Kondisi tersebut menyebabkan kemampuan berbahasa lokal kian sempit. Bahasa daerah pun mengalami pengurangan pemakaian.

"Di bidang pengajaran, bahasa dan sastra Jawa mengalami kemunduran," ungkap dia. Sektor ekonomi demikian pula, posisi tawar sastra Jawa kian rendah.

Baca: DIY Sosialisasikan Hancaraka ke Generasi Muda

Pakar bahasa Jawa Universitas Gadjah Mada (UGM), Sri Ratna Saktimulya, berpandangan serupa. Dicontohkan dengan berkurangnya porsi pelajaran bahasa Jawa pada pendidikan formal.

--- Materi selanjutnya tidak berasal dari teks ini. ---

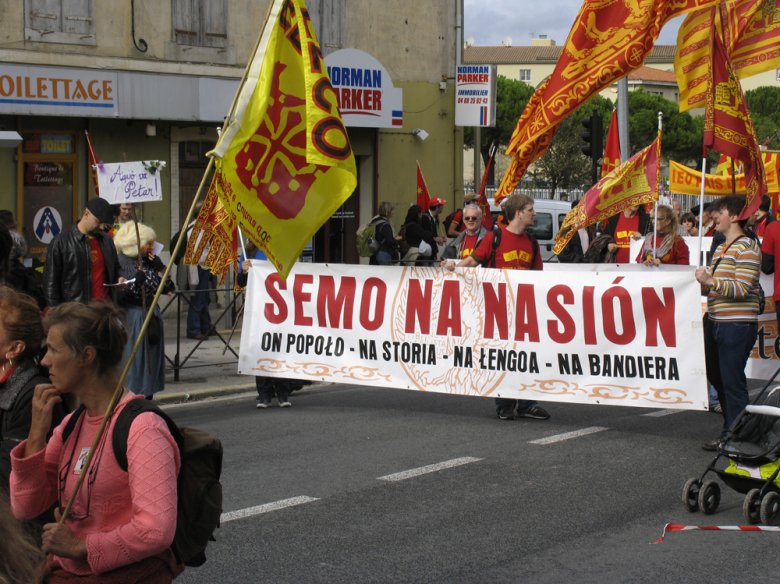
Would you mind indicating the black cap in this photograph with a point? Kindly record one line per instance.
(101, 209)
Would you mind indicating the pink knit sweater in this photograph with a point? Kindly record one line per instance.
(124, 516)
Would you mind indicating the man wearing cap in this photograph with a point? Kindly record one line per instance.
(81, 263)
(456, 225)
(430, 223)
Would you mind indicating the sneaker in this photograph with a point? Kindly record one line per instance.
(711, 446)
(535, 412)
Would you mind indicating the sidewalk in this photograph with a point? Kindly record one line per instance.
(206, 372)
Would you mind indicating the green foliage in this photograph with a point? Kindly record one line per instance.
(511, 97)
(764, 106)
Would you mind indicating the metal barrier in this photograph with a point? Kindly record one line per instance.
(231, 313)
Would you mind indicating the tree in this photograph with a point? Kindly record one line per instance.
(511, 98)
(764, 106)
(682, 137)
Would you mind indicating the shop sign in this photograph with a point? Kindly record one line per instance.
(475, 96)
(56, 91)
(366, 95)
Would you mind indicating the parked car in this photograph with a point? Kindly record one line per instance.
(549, 218)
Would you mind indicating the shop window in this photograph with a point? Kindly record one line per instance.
(60, 21)
(200, 23)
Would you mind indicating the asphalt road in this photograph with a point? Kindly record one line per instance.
(311, 497)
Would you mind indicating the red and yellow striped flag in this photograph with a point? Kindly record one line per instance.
(633, 183)
(284, 160)
(752, 42)
(606, 42)
(727, 124)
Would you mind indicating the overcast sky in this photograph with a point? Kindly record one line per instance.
(491, 21)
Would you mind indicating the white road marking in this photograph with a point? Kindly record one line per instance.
(569, 435)
(661, 413)
(259, 509)
(414, 472)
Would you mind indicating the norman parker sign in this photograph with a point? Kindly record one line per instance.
(576, 336)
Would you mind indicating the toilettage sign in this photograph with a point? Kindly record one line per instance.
(567, 335)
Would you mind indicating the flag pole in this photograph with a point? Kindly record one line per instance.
(119, 389)
(701, 207)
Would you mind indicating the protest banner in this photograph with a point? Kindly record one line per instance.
(130, 182)
(570, 334)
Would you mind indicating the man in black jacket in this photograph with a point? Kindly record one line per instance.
(81, 262)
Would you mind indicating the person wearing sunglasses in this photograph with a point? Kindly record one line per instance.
(121, 523)
(468, 239)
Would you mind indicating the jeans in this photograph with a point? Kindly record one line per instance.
(503, 404)
(198, 318)
(727, 347)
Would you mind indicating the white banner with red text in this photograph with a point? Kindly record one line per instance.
(569, 334)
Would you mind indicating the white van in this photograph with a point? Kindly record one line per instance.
(549, 218)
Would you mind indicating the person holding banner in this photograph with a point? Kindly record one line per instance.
(510, 247)
(469, 239)
(731, 324)
(667, 247)
(121, 523)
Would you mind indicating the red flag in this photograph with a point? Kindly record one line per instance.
(635, 182)
(611, 158)
(423, 196)
(727, 124)
(487, 218)
(607, 41)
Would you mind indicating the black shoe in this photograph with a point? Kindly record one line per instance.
(535, 412)
(711, 446)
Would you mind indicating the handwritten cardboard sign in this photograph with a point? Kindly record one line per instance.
(129, 182)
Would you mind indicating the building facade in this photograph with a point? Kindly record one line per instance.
(154, 80)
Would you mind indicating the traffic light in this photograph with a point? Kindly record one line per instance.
(593, 136)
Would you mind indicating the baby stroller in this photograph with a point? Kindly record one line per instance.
(751, 450)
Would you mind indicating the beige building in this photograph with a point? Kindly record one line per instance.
(154, 80)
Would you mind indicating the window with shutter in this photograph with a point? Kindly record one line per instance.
(60, 21)
(200, 23)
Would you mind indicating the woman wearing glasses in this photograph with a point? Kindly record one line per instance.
(121, 524)
(668, 247)
(468, 239)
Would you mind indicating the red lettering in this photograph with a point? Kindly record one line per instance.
(626, 316)
(373, 285)
(418, 307)
(333, 305)
(526, 320)
(495, 311)
(450, 320)
(301, 297)
(588, 315)
(563, 329)
(659, 315)
(273, 284)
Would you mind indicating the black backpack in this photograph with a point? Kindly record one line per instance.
(199, 490)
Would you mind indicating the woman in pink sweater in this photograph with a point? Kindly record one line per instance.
(121, 524)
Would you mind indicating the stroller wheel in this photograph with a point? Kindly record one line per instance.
(770, 508)
(691, 495)
(751, 507)
(709, 497)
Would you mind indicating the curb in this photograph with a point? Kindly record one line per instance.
(199, 394)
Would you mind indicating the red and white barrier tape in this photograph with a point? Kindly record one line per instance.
(678, 527)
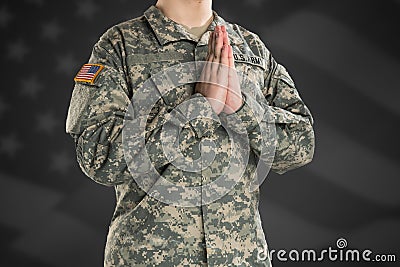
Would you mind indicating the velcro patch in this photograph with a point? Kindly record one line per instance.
(88, 73)
(250, 59)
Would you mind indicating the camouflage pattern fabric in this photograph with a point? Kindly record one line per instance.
(147, 232)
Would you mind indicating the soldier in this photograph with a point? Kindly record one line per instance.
(145, 231)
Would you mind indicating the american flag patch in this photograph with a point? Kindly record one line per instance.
(88, 73)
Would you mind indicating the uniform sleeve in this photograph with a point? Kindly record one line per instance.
(96, 119)
(295, 141)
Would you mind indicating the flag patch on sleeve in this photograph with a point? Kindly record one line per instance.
(88, 73)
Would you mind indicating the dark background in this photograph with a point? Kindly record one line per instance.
(344, 57)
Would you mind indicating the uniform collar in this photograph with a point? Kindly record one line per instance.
(167, 30)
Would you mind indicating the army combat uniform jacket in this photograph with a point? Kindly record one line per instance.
(145, 231)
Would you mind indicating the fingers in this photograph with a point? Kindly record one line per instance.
(225, 38)
(231, 60)
(223, 70)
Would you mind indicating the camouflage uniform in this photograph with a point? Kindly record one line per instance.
(147, 232)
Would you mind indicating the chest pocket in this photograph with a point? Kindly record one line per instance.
(163, 69)
(251, 70)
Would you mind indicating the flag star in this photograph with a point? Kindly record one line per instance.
(3, 106)
(46, 123)
(51, 31)
(5, 16)
(67, 64)
(10, 145)
(61, 162)
(31, 86)
(17, 50)
(87, 9)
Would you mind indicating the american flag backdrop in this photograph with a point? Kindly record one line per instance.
(344, 57)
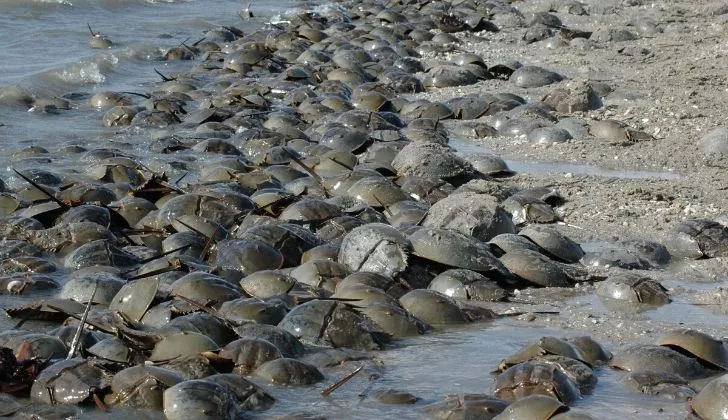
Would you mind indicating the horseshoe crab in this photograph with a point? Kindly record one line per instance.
(448, 75)
(333, 324)
(466, 406)
(435, 308)
(69, 381)
(666, 385)
(467, 284)
(697, 238)
(634, 288)
(199, 399)
(249, 353)
(593, 353)
(477, 215)
(711, 401)
(431, 160)
(533, 407)
(236, 258)
(542, 347)
(529, 378)
(659, 359)
(250, 396)
(554, 244)
(181, 344)
(536, 269)
(375, 247)
(703, 347)
(457, 250)
(286, 342)
(141, 386)
(286, 371)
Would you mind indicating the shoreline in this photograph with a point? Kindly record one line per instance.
(244, 128)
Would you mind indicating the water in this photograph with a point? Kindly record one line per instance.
(46, 53)
(537, 167)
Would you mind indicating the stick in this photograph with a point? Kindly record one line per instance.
(77, 336)
(326, 392)
(42, 190)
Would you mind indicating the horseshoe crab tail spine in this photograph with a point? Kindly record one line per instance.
(77, 336)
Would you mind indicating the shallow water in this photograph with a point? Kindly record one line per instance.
(46, 53)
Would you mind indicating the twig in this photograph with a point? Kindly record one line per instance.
(77, 336)
(326, 392)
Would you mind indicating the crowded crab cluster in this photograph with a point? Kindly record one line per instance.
(316, 210)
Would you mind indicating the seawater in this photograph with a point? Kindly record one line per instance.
(46, 53)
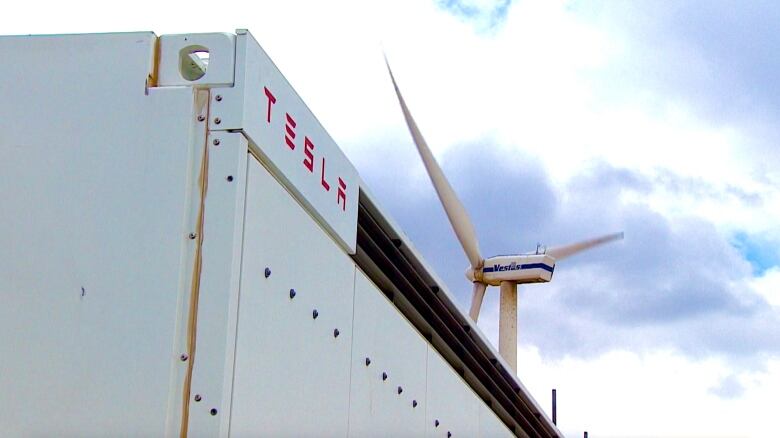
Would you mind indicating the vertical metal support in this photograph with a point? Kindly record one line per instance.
(507, 324)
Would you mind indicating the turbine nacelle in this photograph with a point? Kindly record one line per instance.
(521, 268)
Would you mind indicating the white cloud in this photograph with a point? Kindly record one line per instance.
(768, 286)
(659, 394)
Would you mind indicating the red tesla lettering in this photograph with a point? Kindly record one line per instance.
(308, 146)
(271, 101)
(322, 176)
(341, 197)
(290, 133)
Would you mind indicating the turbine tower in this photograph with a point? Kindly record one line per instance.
(504, 271)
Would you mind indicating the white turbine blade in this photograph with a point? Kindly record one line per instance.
(476, 300)
(459, 219)
(561, 252)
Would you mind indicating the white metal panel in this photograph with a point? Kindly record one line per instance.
(221, 48)
(291, 372)
(490, 426)
(210, 395)
(290, 140)
(93, 189)
(451, 403)
(393, 349)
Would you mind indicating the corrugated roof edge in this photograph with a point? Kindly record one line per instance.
(368, 201)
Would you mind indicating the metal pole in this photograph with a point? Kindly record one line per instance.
(507, 323)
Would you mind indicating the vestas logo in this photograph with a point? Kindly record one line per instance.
(514, 266)
(510, 267)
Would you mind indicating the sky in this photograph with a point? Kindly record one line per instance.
(557, 121)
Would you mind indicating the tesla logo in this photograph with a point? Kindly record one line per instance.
(309, 151)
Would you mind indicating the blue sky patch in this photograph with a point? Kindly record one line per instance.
(761, 254)
(485, 12)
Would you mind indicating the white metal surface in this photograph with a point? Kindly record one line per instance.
(387, 354)
(219, 70)
(217, 304)
(291, 374)
(93, 184)
(290, 140)
(101, 189)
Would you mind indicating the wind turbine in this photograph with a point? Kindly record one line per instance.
(506, 271)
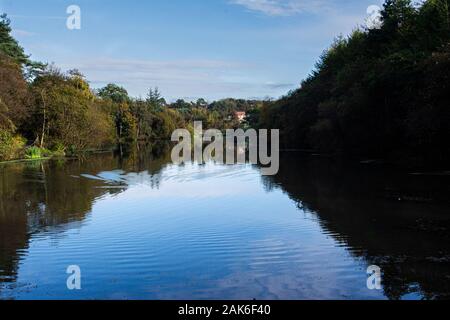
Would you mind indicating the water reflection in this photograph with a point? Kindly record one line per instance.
(396, 220)
(209, 232)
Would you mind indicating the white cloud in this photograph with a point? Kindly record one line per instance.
(22, 33)
(281, 7)
(212, 79)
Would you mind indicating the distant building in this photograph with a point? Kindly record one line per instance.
(240, 115)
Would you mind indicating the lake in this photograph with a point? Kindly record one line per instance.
(140, 227)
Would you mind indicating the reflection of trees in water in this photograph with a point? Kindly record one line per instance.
(36, 196)
(399, 222)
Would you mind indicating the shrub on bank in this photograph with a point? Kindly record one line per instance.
(11, 146)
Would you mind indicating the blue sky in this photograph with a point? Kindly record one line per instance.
(188, 48)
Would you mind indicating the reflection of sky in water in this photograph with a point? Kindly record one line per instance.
(192, 232)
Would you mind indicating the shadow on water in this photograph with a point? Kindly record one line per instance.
(38, 196)
(395, 220)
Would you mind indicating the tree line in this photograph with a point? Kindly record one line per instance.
(44, 111)
(382, 92)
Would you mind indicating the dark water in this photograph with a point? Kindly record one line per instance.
(142, 228)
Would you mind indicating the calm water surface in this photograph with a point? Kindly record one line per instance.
(142, 228)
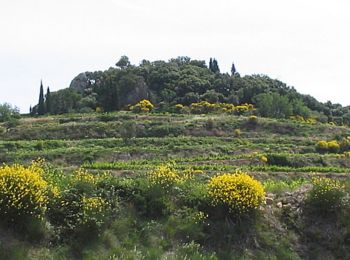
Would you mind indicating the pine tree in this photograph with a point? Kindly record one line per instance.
(41, 105)
(48, 101)
(233, 69)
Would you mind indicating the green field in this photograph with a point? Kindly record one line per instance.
(281, 154)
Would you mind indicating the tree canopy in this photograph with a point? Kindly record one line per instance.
(184, 81)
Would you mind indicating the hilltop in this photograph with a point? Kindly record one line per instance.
(183, 81)
(285, 155)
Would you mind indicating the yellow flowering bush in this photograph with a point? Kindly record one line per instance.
(237, 133)
(164, 176)
(23, 191)
(327, 194)
(253, 120)
(142, 106)
(83, 176)
(263, 159)
(239, 193)
(328, 146)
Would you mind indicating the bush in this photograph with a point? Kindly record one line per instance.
(84, 203)
(237, 133)
(328, 146)
(237, 193)
(253, 120)
(23, 192)
(327, 195)
(164, 176)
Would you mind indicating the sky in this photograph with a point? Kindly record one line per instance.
(303, 43)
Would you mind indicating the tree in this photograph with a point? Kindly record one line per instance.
(48, 101)
(123, 62)
(215, 66)
(211, 64)
(233, 69)
(41, 105)
(8, 113)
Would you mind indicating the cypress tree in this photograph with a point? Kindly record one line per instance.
(48, 101)
(41, 104)
(215, 67)
(211, 64)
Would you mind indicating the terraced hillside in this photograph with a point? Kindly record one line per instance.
(178, 222)
(125, 142)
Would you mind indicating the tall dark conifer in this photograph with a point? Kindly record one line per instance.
(215, 66)
(211, 64)
(41, 104)
(48, 101)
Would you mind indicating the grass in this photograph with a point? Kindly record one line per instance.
(94, 142)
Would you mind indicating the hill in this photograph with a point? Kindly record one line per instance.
(184, 81)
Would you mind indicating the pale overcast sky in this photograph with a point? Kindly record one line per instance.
(305, 43)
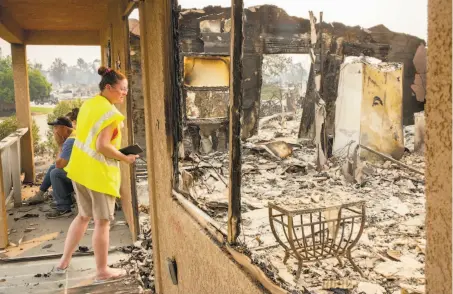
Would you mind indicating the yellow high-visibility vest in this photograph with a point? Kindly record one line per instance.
(87, 166)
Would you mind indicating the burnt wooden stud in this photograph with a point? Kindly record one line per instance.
(234, 197)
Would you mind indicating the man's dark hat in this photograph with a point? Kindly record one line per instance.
(61, 121)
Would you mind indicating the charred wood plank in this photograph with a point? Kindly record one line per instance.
(234, 207)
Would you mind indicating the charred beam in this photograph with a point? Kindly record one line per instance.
(234, 207)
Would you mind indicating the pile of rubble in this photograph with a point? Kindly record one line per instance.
(140, 261)
(277, 168)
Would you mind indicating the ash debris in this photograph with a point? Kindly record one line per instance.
(278, 168)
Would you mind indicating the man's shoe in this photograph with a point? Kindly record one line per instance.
(59, 214)
(38, 198)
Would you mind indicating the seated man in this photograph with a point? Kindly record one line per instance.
(56, 176)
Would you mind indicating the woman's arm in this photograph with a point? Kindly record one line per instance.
(106, 148)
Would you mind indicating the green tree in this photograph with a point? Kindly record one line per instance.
(6, 80)
(82, 65)
(58, 70)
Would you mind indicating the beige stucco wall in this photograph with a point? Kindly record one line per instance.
(438, 148)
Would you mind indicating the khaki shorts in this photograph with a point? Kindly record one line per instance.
(94, 204)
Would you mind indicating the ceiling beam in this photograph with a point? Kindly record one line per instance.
(76, 38)
(10, 30)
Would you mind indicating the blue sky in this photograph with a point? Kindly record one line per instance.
(406, 16)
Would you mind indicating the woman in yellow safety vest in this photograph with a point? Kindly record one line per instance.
(95, 172)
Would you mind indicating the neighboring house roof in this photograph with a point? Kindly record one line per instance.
(134, 27)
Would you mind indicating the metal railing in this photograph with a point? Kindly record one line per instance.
(10, 181)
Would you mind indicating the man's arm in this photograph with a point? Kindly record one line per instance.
(64, 154)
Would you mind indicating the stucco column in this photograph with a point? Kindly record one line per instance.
(22, 98)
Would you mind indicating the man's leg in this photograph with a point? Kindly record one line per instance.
(62, 189)
(75, 233)
(46, 183)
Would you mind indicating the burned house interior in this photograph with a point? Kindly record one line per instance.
(325, 146)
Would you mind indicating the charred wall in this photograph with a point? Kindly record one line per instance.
(135, 81)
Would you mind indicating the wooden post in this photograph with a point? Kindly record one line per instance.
(3, 214)
(438, 152)
(22, 98)
(15, 154)
(156, 51)
(119, 62)
(234, 207)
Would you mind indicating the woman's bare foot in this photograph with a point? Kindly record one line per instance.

Pelajaran bahasa Jawa dianggap sulit dan membosankan. Sehingga, kegiatan belajar mengajar tak maksimal.

"Sejumlah program pemerintah untuk melestarikan bahasa jawa sudah cukup baik, tetapi perlu peningkatan. Misalnya, sampai pada tataran menumbuhkan rasa bangga menggunakan bahasa, aksara Jawa," urai dia.

Sementara, menurut Pardi, perlu regulasi agar pelestarian dan pengembangan sastra Jawa berjalan baik. Juga butuh terobosan baru.

"Dorongan penggunaan Bahasa Jawa dengan menciptakan gerakan berbahasa Jawa dan menggunakan busana Jawa, memang berdampak positif, tapi ini kurang nendang," bebernya.